Darüber hinaus wird das Leichtweiß-Institut umfangreiche physikalische Experimente durchführen. Für diese Versuche werden in Zusammenarbeit mit der Technischen Universität Berlin Dünenmodelle im Maßstab 1:5 erstellt. Ergänzt werden die Experimente durch weitere Laborkampagnen an der Universität Gent und Flanders Hydraulic sowie an der Technischen Universität Delft.

Kultivierung von Dünenvegetation am Leichtweiß-Institut für Wasserbau. Oliver Lojek/TU Braunschweig

In Braunschweig kultivieren die Wissenschaftler auf den Dünenmodellen über einen längeren Zeitraum lebende Dünenvegetation. Diese Dünenmodelle werden dann in einem 90 Meter langen Wellenkanal des Instituts installiert und Sturmflutbedingungen ausgesetzt, um ihr Erosionsverhalten zu beobachten und zu bewerten. Ziel dieser komplexen Versuchsreihe ist es, das Wissen über mögliche erosionsmindernde Effekte der Vegetation zu vertiefen.

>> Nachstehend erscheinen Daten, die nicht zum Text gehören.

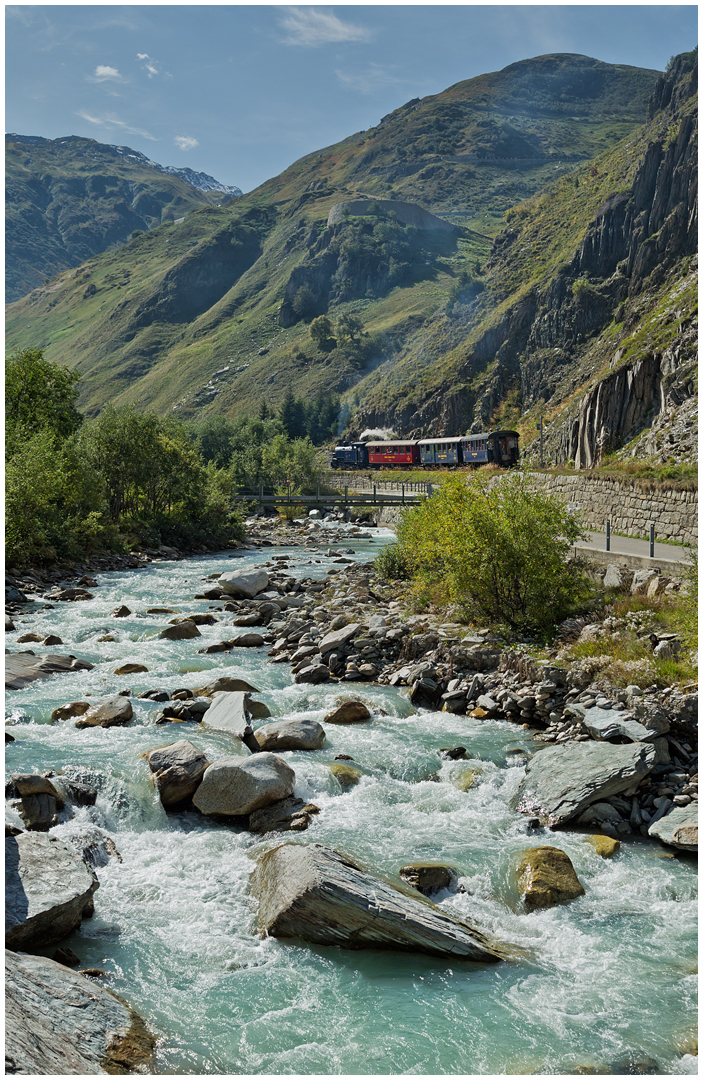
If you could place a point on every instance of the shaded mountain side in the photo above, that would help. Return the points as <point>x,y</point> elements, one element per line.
<point>590,312</point>
<point>189,314</point>
<point>70,198</point>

Die Labordaten dienen als Grundlage für die Verfeinerung und Weiterentwicklung numerischer Modelle für die Demonstrationsstandorte in ganz Europa.

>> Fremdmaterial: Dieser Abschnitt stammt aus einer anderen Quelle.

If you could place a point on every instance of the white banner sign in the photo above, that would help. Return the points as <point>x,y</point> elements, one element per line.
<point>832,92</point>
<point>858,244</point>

Ausweitung der Nutzung von Dünen-Deich-Systemen in ganz Europa

Während Küstennationen wie die Niederlande seit langem Vorreiter beim Küstenschutz sind und bereits erste Erfahrungen mit Dünen-Deich-Lösungen gesammelt haben, gewinnt diese Lösung nun in vielen Teilen Europas an Bedeutung. Die Niederlande, aber auch Länder wie Deutschland, Schweden, Dänemark, Belgien, Frankreich und Portugal erforschen diesen hybriden Ansatz jetzt konzertiert gemeinsam und wenden ihn auf gefährdete nationale Küstengebiete an.